Financial statements -The two main documents that need to be be presented to the membership of the organization are balance sheet and the income and expenditure statement (or profit and loss account). Complementary documents may be required.These documents will give members a feel for the financial stability of the organization and as stated above are tools for financial control.
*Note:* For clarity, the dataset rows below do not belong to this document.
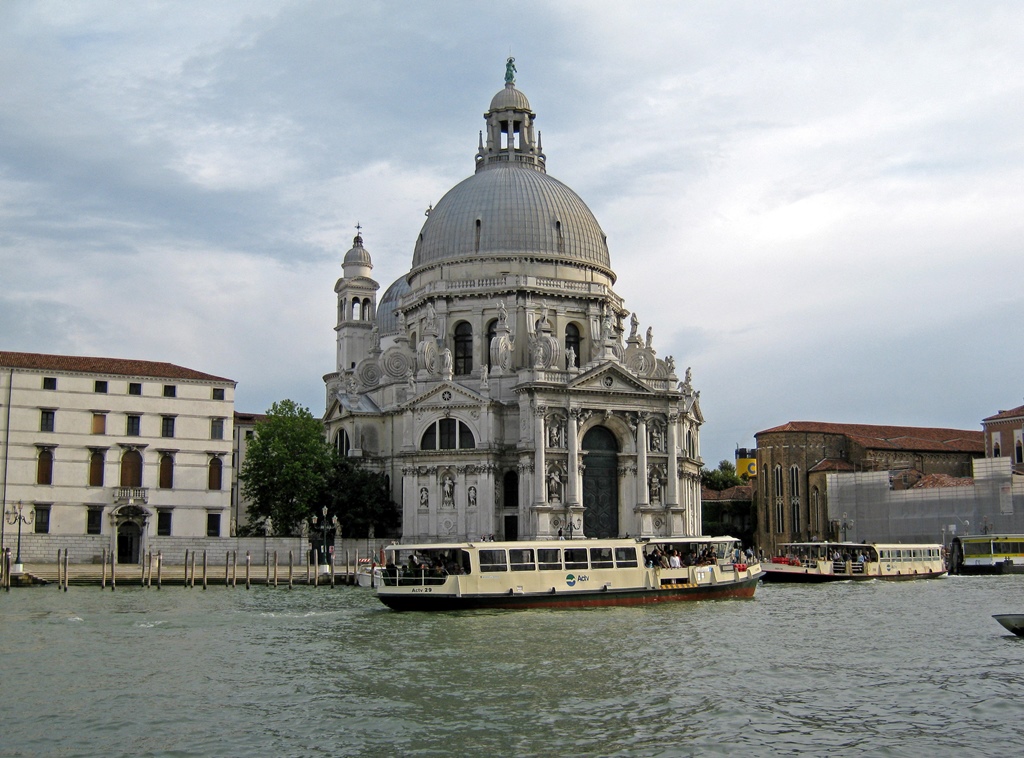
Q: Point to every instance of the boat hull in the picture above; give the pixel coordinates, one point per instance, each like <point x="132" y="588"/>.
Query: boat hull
<point x="813" y="576"/>
<point x="1012" y="622"/>
<point x="740" y="589"/>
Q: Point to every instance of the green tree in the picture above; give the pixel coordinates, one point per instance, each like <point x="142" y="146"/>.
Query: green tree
<point x="361" y="500"/>
<point x="288" y="468"/>
<point x="721" y="478"/>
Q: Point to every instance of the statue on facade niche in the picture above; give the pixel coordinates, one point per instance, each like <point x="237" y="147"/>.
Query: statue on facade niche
<point x="554" y="488"/>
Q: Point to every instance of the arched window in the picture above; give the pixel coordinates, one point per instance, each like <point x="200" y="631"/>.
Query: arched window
<point x="463" y="348"/>
<point x="166" y="471"/>
<point x="572" y="341"/>
<point x="131" y="468"/>
<point x="44" y="467"/>
<point x="448" y="434"/>
<point x="96" y="468"/>
<point x="214" y="473"/>
<point x="492" y="333"/>
<point x="341" y="443"/>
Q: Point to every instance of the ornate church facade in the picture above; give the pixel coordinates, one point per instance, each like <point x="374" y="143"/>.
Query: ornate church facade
<point x="501" y="385"/>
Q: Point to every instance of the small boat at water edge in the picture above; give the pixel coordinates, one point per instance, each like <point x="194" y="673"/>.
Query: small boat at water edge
<point x="1012" y="622"/>
<point x="563" y="574"/>
<point x="987" y="554"/>
<point x="844" y="561"/>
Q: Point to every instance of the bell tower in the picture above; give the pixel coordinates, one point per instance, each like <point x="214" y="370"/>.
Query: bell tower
<point x="356" y="305"/>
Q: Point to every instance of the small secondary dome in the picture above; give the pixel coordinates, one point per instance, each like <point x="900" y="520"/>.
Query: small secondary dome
<point x="358" y="254"/>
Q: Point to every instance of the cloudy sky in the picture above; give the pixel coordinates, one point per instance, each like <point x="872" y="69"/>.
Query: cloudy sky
<point x="818" y="206"/>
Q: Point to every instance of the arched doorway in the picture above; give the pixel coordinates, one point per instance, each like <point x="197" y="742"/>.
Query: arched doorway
<point x="129" y="525"/>
<point x="510" y="504"/>
<point x="600" y="483"/>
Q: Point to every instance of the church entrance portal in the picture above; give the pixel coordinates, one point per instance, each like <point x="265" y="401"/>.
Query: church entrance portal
<point x="128" y="542"/>
<point x="600" y="483"/>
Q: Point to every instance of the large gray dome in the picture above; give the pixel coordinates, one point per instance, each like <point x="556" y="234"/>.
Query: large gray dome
<point x="510" y="211"/>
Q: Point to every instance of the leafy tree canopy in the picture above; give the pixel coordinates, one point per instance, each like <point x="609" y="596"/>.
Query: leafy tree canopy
<point x="721" y="478"/>
<point x="288" y="468"/>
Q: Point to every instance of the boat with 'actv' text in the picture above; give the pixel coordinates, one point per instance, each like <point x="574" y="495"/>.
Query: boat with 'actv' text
<point x="564" y="573"/>
<point x="843" y="561"/>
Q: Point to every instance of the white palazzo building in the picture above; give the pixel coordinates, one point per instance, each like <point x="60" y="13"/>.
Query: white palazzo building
<point x="501" y="384"/>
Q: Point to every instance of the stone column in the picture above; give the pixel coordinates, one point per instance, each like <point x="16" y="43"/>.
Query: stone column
<point x="643" y="495"/>
<point x="572" y="483"/>
<point x="540" y="468"/>
<point x="672" y="497"/>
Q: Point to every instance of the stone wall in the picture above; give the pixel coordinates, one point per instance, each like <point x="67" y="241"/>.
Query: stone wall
<point x="89" y="548"/>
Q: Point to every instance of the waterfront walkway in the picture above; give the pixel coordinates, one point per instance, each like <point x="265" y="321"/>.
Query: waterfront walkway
<point x="135" y="576"/>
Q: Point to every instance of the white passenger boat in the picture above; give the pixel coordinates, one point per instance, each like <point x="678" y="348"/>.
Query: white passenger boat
<point x="840" y="561"/>
<point x="987" y="554"/>
<point x="1012" y="622"/>
<point x="563" y="573"/>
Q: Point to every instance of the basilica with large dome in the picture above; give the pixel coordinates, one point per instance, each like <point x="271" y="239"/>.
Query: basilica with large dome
<point x="501" y="385"/>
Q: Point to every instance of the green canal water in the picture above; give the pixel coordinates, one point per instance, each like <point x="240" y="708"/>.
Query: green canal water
<point x="892" y="669"/>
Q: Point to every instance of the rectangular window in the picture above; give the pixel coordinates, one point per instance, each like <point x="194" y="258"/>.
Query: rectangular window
<point x="94" y="520"/>
<point x="626" y="557"/>
<point x="493" y="560"/>
<point x="42" y="519"/>
<point x="549" y="558"/>
<point x="576" y="557"/>
<point x="522" y="559"/>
Balance sheet – Your balance sheet is the list of assets and liabilities your organization has at a given time.It sets out the fullest financial picture of your organization at a particular time and reading.The balance sheet must contain the following:

  • The final balances of the preceeding financial year.
  • Break down of the capital employed
  • Details of freeholds and leases.
  • Value of patents and trademarks
  • Valuation of fixed assets and how the figures we’re arrived at.
  • Details of any investments and their values.
  • Loans
  • Cash and debts
  • Stock and the basis of it’s valuation.
  • Total bank loans and overdrafts.

Income and expenditure statement This statement is an analysis of how the capital or net worth of your organization has changed over a given period.It is a record of income generated and expenditure incurred over this period.An income and expenditure account must show:

  • Turnover: total value of income that your organization receives during a particular period of time.
  • Income from rents and invest
  • Equipment hire charges
  • Depreciation charges and how they are arrived at.
  • Interest on loans
  • Tax charges (if applicable)
  • Transfer to and from reserves
  • Any exceptional accounting adjustments.